Kline v. Farmers Ins. Group [1/18/00] 2000 MTWCC 4 Insurer's recitation of facts deemed undisputed where claimant failed to set forth specific facts showing that the insurer's enumerated facts were actually at issue. Mere allegation that facts are disputed in not sufficient to put the facts at issue; the opposing party must set forth his own supported facts showing that there is indeed an issue of fact. ARM 29.5.329(3) and (7). See, Koepplin v. Zortman Min., Inc., 267 Mont. 53, 58-59, 881 P.2d 1306, 1309 ("When raising the allegations that disputed issues of fact exist, the nonmoving party has an affirmative duty to respond by affidavits or other sworn testimony containing material facts that raise genuine issues; conclusory or speculative statements will not suffice.")

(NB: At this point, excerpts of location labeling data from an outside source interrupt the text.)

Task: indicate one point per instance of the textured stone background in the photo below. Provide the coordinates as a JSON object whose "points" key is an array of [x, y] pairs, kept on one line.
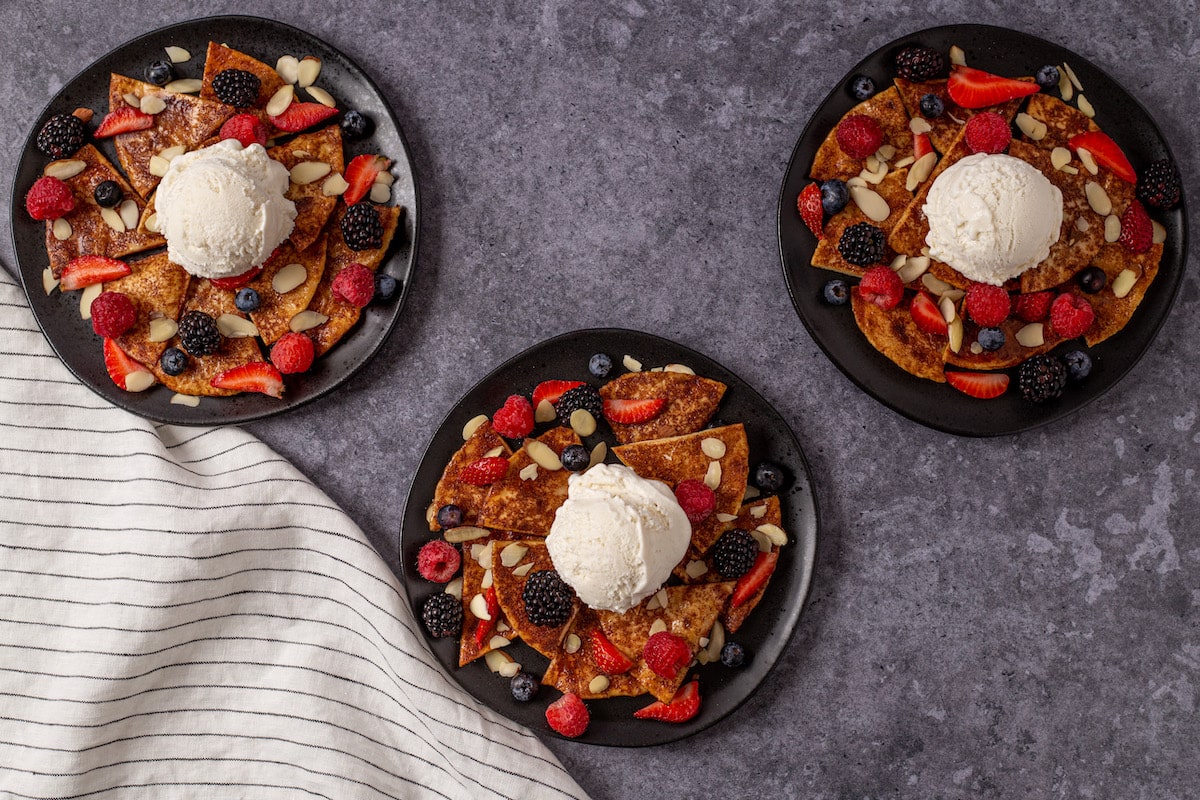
{"points": [[991, 618]]}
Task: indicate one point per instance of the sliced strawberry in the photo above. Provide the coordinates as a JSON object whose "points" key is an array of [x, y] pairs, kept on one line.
{"points": [[253, 377], [1105, 151], [360, 174], [683, 707], [88, 270], [299, 116], [982, 385], [125, 119], [631, 411], [972, 88], [755, 579], [928, 316]]}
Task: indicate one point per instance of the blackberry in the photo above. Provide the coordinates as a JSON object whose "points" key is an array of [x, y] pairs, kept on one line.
{"points": [[237, 88], [442, 614], [198, 334], [918, 64], [547, 599], [1042, 378], [735, 553], [361, 227], [61, 136], [862, 244]]}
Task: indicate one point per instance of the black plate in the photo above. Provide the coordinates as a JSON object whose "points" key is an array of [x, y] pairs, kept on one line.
{"points": [[767, 630], [939, 405], [267, 40]]}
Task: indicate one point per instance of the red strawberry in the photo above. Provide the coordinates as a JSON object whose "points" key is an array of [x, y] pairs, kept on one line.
{"points": [[606, 656], [982, 385], [927, 314], [631, 411], [49, 198], [683, 707], [483, 471], [809, 205], [124, 119], [568, 715], [1105, 151], [299, 116], [360, 174], [972, 88], [255, 377], [756, 578], [88, 270]]}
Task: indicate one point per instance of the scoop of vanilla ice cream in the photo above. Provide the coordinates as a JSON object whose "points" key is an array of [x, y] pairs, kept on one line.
{"points": [[222, 209], [617, 536], [993, 217]]}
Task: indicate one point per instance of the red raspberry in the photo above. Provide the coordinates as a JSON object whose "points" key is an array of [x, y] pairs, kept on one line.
{"points": [[988, 305], [515, 419], [1071, 316], [293, 353], [988, 132], [859, 136], [354, 284], [112, 314], [882, 287], [666, 654], [568, 715], [49, 198], [696, 500], [438, 560]]}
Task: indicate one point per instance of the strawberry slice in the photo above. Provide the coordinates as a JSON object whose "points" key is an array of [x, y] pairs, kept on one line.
{"points": [[928, 316], [1105, 151], [631, 411], [360, 174], [972, 88], [755, 579], [253, 377], [683, 707], [125, 119], [88, 270], [982, 385], [299, 116]]}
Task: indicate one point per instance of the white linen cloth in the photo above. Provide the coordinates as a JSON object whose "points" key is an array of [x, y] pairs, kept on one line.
{"points": [[183, 614]]}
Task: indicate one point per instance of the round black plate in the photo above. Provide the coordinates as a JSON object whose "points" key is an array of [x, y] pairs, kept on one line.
{"points": [[939, 405], [267, 40], [767, 630]]}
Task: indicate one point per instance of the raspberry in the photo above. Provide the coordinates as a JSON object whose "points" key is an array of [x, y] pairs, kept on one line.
{"points": [[112, 314], [988, 132], [859, 136], [987, 305], [1071, 316], [666, 654], [49, 198], [354, 284], [696, 500], [438, 560], [515, 419], [293, 353]]}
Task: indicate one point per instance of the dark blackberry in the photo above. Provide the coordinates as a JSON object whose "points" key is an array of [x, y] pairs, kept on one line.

Royal Ins. Co. v. Roadarmel and White [7/30/99] 1999 MTWCC 4 [summary judgment grant reversed in 2000 MT 259] Where respondents and cross-movants for summary judgment did not contest statement of facts offered by other party, they cannot do so on motion for reconsideration of ruling. Nor can they reargue the merits of the motion.

DeGregory v. State Compensation Ins. Fund [07/03/95] 1995 MTWCC 55 Failure to verify factual assertions made in opposition to motion for summary judgment with affidavits, or back with discovery or other verified evidence, may be fatal to opposition. Note: this case was decided prior to the Court’s adoption of a rule on Summary Judgment Motions (see ARM 24.5.329.)